Recently, I had the privilege of attending a CBC Studio One Book Club, where I, along with Daily Gumboot editor-in-chief John Horn and about 40 other lucky souls, spent an inspiring hour and a half listening to and learning from renowned anthropologist Wade Davis. Facilitated by the engaging host of CBC’s North by Northwest Sheryl MacKay, Davis took us on a journey from the hills of Japan to the depths of the Columbian Amazon, exploring cultures that are at risk of being driven out of existence, and reflecting on why such ancient wisdom matters in our modern world. This question forms the basis of Davis’ new book, The Wayfinders, for which he is currently undertaking a cross-country tour as CBC’s 2009 Massey Lecturer.
Mr. Davis’ accomplishments are exceptional in both breadth and scope: he is an ethnographer, writer, photographer, and filmmaker, and has been described as “a rare combination of scientist, scholar, poet, and passionate defender of all of life’s diversity” by National Geographic, where he is their explorer-in-residence. A self-proclaimed storyteller, Davis spent 90 minutes in the retro-chic CBC studio enrapturing the audience with tales of peril, adventure, and hope. Through these stories, we collectively left with a contrasting sense of urgency and optimism – not what I expected coming into a talk about disappearing indigenous cultures.
Of the 7,000 languages spoken around the globe, half are not being taught to children and are at great risk of being lost. In Costa Rica, non-indigenous people have rapidly encroached onto indigenous territory: currently, 80% of indigenous territory is in the hands of non-indigenous people. British colonization. Canadian residential schools. The ways in which indigenous cultures have been put in jeopardy by external egregious forces are beyond measure. And still, Davis was able to instil in us a sense of hope for the future – for the inherent ability to respect difference. For the need, in this globalized world filled with the dangers of climate change and limited resources, to find a way to appreciate the diverse ways of thinking and interacting with the earth, and to accept that “traditional” ways of living are not inferior to “modern” ways, but instead reflect different paths taken. In the words of Wade Davis: “Together the myriad of cultures makes up an intellectual and spiritual web of life that envelops the planet and is every bit as important to the well being of the planet as is the biological web of life that we know as the biosphere”. Indeed.
One of the most inspiring tales of resiliency and strength told by Davis describes his recent journey to the Northwest Amazon of Columbia, whereby indigenous inhabitants of the land thrive in a revitalized culture, made possible by Columbian President Virgilio Barco Vargas (1986-1990), who gave legal land title to this group of aboriginals, among others.
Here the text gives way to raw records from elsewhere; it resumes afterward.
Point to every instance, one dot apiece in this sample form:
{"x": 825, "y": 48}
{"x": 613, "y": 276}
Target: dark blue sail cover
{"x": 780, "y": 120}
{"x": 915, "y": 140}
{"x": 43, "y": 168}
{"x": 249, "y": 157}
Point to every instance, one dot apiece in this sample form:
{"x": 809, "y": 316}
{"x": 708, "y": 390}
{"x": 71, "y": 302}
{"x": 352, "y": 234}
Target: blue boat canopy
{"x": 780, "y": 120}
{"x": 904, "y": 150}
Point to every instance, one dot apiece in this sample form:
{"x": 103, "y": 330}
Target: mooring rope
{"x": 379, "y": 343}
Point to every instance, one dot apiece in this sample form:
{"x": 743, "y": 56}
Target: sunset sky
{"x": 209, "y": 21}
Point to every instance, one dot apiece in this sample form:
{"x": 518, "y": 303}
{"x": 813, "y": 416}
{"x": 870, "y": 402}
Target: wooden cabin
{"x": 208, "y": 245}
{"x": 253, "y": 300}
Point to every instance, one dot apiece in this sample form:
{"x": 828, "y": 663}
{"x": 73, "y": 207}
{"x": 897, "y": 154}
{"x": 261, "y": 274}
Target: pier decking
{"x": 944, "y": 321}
One of the most fascinating and wonderfully enchanting facts about the peoples in this region of the Amazon: in order to marry, one must marry someone who speaks a different language than they do. This is done in order to facilitate peace and vitality within the region. Through stories and fact, Davis dispelled the myth that culture is a fragile thing – something that can be broken, eradicated, destroyed. Instead, he paints a portrait of culture as something inherently strong, resilient, and dynamic, if given the change to be.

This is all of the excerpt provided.